The Viola Concerto by the American composer Jennifer Higdon is a concerto for viola and orchestra in three movements. The work was jointly commissioned by the Library of Congress, the Nashville Symphony, the Curtis Institute of Music, and the Aspen Music Festival. It was premiered March 7, 2015 at the Thomas Jefferson Building in Washington, D.C., with conductor Robert Spano leading violist Roberto Díaz and the Curtis Chamber Orchestra.

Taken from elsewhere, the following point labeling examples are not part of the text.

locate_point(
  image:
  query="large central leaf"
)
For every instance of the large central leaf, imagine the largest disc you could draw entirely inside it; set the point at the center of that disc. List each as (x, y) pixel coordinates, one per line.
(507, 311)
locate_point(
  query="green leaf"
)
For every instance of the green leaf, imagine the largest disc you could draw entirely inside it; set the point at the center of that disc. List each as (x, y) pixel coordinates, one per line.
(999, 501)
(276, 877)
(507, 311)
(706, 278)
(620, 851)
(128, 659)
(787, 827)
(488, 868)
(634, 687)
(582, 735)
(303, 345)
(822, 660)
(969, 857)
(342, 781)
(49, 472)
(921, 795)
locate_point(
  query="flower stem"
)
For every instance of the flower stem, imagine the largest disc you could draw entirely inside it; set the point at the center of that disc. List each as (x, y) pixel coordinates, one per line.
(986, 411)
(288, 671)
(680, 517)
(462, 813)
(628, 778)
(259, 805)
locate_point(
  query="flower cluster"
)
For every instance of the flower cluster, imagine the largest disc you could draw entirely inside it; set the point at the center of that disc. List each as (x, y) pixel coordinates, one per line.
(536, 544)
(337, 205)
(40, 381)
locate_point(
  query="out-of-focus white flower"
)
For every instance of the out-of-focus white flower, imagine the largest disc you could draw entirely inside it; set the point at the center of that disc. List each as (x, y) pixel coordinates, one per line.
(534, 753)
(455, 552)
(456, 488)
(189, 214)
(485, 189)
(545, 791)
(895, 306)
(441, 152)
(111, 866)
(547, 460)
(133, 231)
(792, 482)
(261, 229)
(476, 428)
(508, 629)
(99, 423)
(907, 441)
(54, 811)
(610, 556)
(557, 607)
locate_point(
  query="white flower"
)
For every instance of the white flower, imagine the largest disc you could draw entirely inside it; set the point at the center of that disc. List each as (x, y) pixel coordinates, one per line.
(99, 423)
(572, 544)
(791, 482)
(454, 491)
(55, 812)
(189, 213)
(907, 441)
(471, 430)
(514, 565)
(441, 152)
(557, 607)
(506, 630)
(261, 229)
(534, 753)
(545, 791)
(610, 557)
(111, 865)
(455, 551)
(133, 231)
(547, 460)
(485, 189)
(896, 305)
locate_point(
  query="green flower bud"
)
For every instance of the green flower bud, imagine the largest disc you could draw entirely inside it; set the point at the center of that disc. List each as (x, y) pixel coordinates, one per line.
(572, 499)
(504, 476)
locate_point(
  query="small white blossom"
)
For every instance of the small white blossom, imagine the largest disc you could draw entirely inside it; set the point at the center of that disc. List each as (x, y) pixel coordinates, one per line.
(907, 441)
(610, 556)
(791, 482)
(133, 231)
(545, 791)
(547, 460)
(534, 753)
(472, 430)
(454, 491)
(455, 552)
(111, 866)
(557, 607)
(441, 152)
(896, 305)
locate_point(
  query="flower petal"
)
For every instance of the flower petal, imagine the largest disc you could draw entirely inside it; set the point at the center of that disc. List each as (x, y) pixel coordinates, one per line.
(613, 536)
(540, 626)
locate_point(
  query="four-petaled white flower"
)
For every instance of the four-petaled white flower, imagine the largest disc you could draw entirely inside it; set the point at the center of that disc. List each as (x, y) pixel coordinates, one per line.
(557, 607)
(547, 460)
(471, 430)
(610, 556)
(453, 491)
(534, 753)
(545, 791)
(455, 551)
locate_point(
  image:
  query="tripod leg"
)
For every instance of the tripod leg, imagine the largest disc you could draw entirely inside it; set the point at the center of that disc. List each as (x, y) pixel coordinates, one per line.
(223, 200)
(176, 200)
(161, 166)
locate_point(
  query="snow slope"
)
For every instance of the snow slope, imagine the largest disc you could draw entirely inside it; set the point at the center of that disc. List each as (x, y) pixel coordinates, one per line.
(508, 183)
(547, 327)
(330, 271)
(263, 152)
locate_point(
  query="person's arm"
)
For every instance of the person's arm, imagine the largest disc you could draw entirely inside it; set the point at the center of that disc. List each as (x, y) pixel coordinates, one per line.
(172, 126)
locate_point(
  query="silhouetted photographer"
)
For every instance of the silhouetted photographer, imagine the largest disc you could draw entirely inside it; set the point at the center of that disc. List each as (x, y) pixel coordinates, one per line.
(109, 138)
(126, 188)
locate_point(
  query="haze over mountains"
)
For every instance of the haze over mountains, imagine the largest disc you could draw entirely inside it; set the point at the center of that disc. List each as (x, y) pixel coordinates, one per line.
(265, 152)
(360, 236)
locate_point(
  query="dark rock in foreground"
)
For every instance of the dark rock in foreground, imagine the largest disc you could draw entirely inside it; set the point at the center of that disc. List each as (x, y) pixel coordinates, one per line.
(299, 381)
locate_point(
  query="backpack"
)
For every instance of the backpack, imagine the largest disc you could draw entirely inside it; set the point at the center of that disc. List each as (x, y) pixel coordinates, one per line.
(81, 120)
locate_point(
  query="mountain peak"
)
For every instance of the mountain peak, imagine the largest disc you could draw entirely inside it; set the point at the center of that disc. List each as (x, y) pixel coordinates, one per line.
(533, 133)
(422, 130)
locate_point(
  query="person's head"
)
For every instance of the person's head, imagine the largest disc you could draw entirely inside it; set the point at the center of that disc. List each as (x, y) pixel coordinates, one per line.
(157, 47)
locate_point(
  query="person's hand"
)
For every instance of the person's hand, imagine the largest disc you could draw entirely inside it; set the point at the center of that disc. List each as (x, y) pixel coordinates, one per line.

The work won the 2018 Grammy Award for Best Classical Contemporary Composition.

==Reception==
David Patrick Stearns of The Philadelphia Inquirer praised the Viola Concerto as "unstoppable." Likewise, Lawrence Budmen of the South Florida Classical Review called it "splendidly crafted" and "a significant addition to the solo literature for the instrument." Joan Reinthaler of The Washington Post described Higdon's writing as "completely at home in her own idiom" and wrote, "The first of the concerto’s three movements opened with the deepest tones of the viola, exploring a slow melody, built to a martial, high-energy, brass-driven celebration that, having had its say, took a deep breath and calmed to a gentle string fuzz accompanying a sort of solo violin reminiscence." Reinthaler continued, "The urgent second movement drove the viola to technical challenges that Diaz navigated smoothly but without the bowing bite that the music seemed to imply. And the third movement that began with a broad, hymnlike accompaniment to some solo violin and cello interplay, ended in joyous and jazzy rhythmic counterpoint."